# Linear Model Overview
This notebook generates non-neural network predictions using term frequency-inverse document frequency (TF-IDF) transformation of both word and character-level data. The resulting features are then modeled using Naive Bayes (NB), whose results are fed as features into a Logistic Regression algorithm, as shown by Wang and Manning using NB and Support Vector Machines (SVM): https://nlp.stanford.edu/pubs/sidaw12_simple_sentiment.pdf

This model generated a leaderboard score of 0.9800 on its own, which is approximately top 60th percentile. However, it blended very well in an ensemble with the various RNN predictions due to its completely different approach.

This portion of the project was trained on my local machine, so the data loading and handling will be more traditional compared to the handling of data using Google's Datalab and Storage buckets.

In [51]:
# general use
import pandas as pd
import numpy as np
pd.options.mode.chained_assignment = None

# visualization
import matplotlib.pyplot as plt
import seaborn as sns
%matplotlib inline
%config InlineBackend.figure_format = 'retina'
from my_plot import PrettyPlot
PrettyPlot(plt);

In [52]:
from sklearn.linear_model import LogisticRegression
from sklearn.feature_extraction.text import CountVectorizer, TfidfVectorizer

In [53]:
import os
os.environ['OMP_NUM_THREADS'] = '4'

# Data Loading
There are six binary classes that need to be classified, shown in the list_classes list below. The training and testing comments are simply a 1-d vector consisting of words / sentences / paragraphs of varying lenghts. Depending on the words and messaging of the text, multiple categories can occur, i.e. a comment can be toxic, severe_toxic, and obscene at the same time.

In [54]:
train = pd.read_csv('../input/train.csv')
test = pd.read_csv('../input/test.csv')

In [55]:
list_classes = ["toxic", "severe_toxic", "obscene", "threat", "insult", "identity_hate"]
y_train = train[list_classes].values

In [56]:
train_comments = train['comment_text']
test_comments = test['comment_text']

# Tokenizing Comments
The code below using TF-IDF to create 1–3 gram word tokens, as well as 2–6 gram character tokens. The word and character tokens are created separately and then concantenated together to create the final feature set. 20000 word features and 40000 character features were kept for modeling. English stop words and unicode accents were removed during the transformation. Also the fitting process was performed on both the training and testing datasets, which could potentially lead to overfitting due to data leakage, but was necessary to improve performance as these sets were drawn from slightly different distributions due to changes in the competition.

In [57]:
def vectorizer(transformer, train, test):
    
    from scipy.sparse import hstack
    transformer.fit(list(train) + list(test))
    
    train_features = transformer.transform(train)
    test_features = transformer.transform(test)
    
    return train_features, test_features

In [58]:
word_vectorizer = TfidfVectorizer(sublinear_tf=True,
                                  strip_accents='unicode',
                                  analyzer='word',
                                  token_pattern=r'\w{1,}',
                                  stop_words='english',
                                  ngram_range=(1, 3),
                                  max_features=20000)

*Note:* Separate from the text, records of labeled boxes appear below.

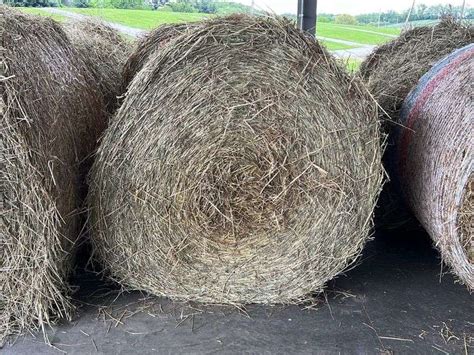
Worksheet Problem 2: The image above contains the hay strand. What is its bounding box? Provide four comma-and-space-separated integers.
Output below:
0, 7, 105, 343
88, 16, 382, 304
64, 19, 133, 112
360, 17, 474, 129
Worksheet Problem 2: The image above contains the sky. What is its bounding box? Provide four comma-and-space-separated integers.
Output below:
234, 0, 474, 15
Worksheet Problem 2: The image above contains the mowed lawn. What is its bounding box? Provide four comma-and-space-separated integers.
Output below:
64, 8, 209, 30
316, 22, 400, 45
64, 8, 400, 46
17, 8, 400, 51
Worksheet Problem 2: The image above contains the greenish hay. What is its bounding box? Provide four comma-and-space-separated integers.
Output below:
64, 19, 133, 112
88, 16, 383, 304
0, 7, 105, 344
360, 18, 474, 126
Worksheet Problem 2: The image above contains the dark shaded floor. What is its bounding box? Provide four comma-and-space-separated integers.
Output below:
0, 232, 474, 354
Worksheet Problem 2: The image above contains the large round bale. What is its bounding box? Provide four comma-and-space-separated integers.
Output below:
360, 18, 474, 125
89, 16, 382, 304
65, 19, 133, 112
0, 7, 105, 344
395, 45, 474, 290
122, 22, 199, 90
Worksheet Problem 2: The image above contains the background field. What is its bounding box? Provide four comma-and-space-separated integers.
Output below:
17, 7, 401, 70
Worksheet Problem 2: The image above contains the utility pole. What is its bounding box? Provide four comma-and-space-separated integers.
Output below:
298, 0, 318, 37
405, 0, 416, 28
460, 0, 466, 20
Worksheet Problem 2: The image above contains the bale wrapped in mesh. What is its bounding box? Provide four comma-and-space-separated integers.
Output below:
122, 22, 199, 91
0, 7, 105, 343
360, 17, 474, 126
64, 19, 133, 112
393, 45, 474, 290
88, 16, 383, 304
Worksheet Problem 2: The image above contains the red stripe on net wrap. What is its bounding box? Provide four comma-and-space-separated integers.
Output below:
398, 46, 474, 177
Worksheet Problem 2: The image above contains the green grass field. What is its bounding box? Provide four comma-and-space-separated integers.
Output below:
17, 7, 67, 22
65, 8, 400, 46
15, 8, 400, 51
316, 22, 396, 45
64, 8, 211, 30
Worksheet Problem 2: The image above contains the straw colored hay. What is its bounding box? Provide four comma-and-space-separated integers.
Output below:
360, 18, 474, 126
122, 23, 199, 90
395, 45, 474, 290
65, 19, 133, 112
0, 7, 104, 344
88, 16, 382, 304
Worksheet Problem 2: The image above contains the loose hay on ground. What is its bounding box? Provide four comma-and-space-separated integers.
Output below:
0, 7, 105, 344
360, 18, 474, 126
64, 19, 133, 112
394, 45, 474, 290
88, 16, 383, 304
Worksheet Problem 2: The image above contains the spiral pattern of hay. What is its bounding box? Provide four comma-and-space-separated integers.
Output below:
122, 23, 199, 91
360, 18, 474, 126
0, 7, 105, 344
395, 45, 474, 290
65, 19, 133, 112
88, 16, 383, 304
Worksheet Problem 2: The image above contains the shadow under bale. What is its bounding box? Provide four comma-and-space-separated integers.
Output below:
0, 7, 105, 344
394, 44, 474, 291
64, 19, 133, 113
360, 18, 474, 127
88, 16, 383, 304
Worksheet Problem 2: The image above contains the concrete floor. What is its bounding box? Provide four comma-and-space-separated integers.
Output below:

char_vectorizer = TfidfVectorizer(sublinear_tf=True,
                                  strip_accents='unicode',
                                  analyzer='char',
                                  stop_words='english',
                                  ngram_range=(2, 6),
                                  max_features=40000)

In [59]:
train_word_features, test_word_features = vectorizer(word_vectorizer, train_comments, test_comments)

In [60]:
train_char_features, test_char_features = vectorizer(char_vectorizer, train_comments, test_comments)

In [61]:
from scipy.sparse import hstack

X_train = hstack([train_word_features, train_char_features], format='csr')
X_test = hstack([test_word_features, test_char_features], format='csr')

# Creating Model Functions
The four functions below provide the Bayesian-Logistic Regression models, as well as cross-validation and train/predict code. The first function is calculates Bayesian probability of each category between a positive or negative occurence. This probability is then multiplied by the standard features and fed into the Logistic Regression model for final output.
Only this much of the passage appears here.